The effects of sensory deprivation dramatically illustrate the brain’s plastic capabilities. When one sensory modality is lost (e.g., through blindness or deafness), brain areas typically devoted to processing that sense can be recruited by the remaining, intact senses. This phenomenon is known as cross-modal plasticity.⁷⁶ For instance, in individuals who are blind, the visual cortex (occipital lobe) can become responsive to auditory or tactile stimuli.⁹ This reorganization is not merely a passive takeover; it can be functionally relevant. Sometimes, it leads to compensatory enhancements in the remaining senses, such as blind individuals demonstrating superior tactile discrimination thresholds or enhanced sound localization abilities.⁹ However, such compensation is not universal, and the extent of benefit can vary widely.⁷⁷ Moreover, cross-modal plasticity can sometimes have maladaptive consequences. For example, if sensory function is later restored (e.g., through a cochlear implant for deafness or, hypothetically, a visual prosthesis for blindness), the reorganized cortex might not efficiently process the newly restored input, potentially hindering rehabilitation.⁷⁶ In age-related hearing loss, the auditory cortex may begin processing visual and tactile information, which, while adaptive in one sense, can reduce its efficiency for processing sounds even when hearing aids are used, leading to increased cognitive load.⁷⁸

Conversely, exposure to an enriched environment (EE)—one that provides ample sensory, cognitive, social, and motor stimulation—can promote positive neuroplastic changes. EE has been shown to enhance neural development, support brain repair after injury, and improve learning and memory capacity by inducing morphological, cellular, and molecular adaptations in the brain.⁷⁹ The specific effects of EE can vary depending on the developmental stage at which it is experienced and the particular components of the enrichment (e.g., physical exercise, social interaction, novel objects).⁷⁹

Neuroplasticity thus reveals that the brain’s construction of reality is a dynamic and continuously evolving process. Our perceptual world is not set in stone but is constantly being updated and refined based on our interactions with the environment. The distinction between experience-expectant and experience-dependent plasticity highlights a fundamental developmental strategy: the brain is pre-wired to utilize certain common environmental inputs for basic perceptual scaffolding, yet it remains highly adaptable to individual-specific experiences, enabling lifelong learning and perceptual refinement. The causal chain is clear: changes in sensory input or experience (or lack thereof) can directly induce structural and functional modifications in the brain, which, in turn, causally alter our perceptual capabilities and subjective experience. While this offers immense hope for learning, adaptation, and rehabilitation, it also underscores that prolonged exposure to impoverished or biased environments could negatively shape our perceptions. Plasticity is an adaptive mechanism, but its outcomes are context-dependent and not invariably beneficial.

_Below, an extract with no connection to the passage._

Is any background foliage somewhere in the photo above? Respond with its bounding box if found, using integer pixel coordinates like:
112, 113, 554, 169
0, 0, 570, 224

The Bigger Picture: Implications of a Constructed Reality

Understanding that our perception of reality is an active construction by the brain, rather than a passive reflection of an objective external world, carries profound implications that ripple across philosophy, mental health, technology, and ethics.

Philosophical Considerations:

The notion of a constructed reality forces a re-examination of the relationship between subjective experience and objective reality. If what we perceive is a brain-generated model, how much direct access do we truly have to the “thing-in-itself” (the Ding an sich, as Immanuel Kant termed it)—the world as it exists independently of our perception?.80 Some neuroscientists and philosophers suggest that, for us, “Reality in capitals… does not exist” in an accessible form; instead, we subjectively invent or construct the reality that is meaningful and useful for our survival.81 As Lisa Feldman Barrett has noted, reality for us is what we can sense and what we can make sense of with the signals in our brain.2 This doesn’t necessarily deny the existence of an external world but emphasizes that our experience of it is always mediated and shaped by our neural architecture.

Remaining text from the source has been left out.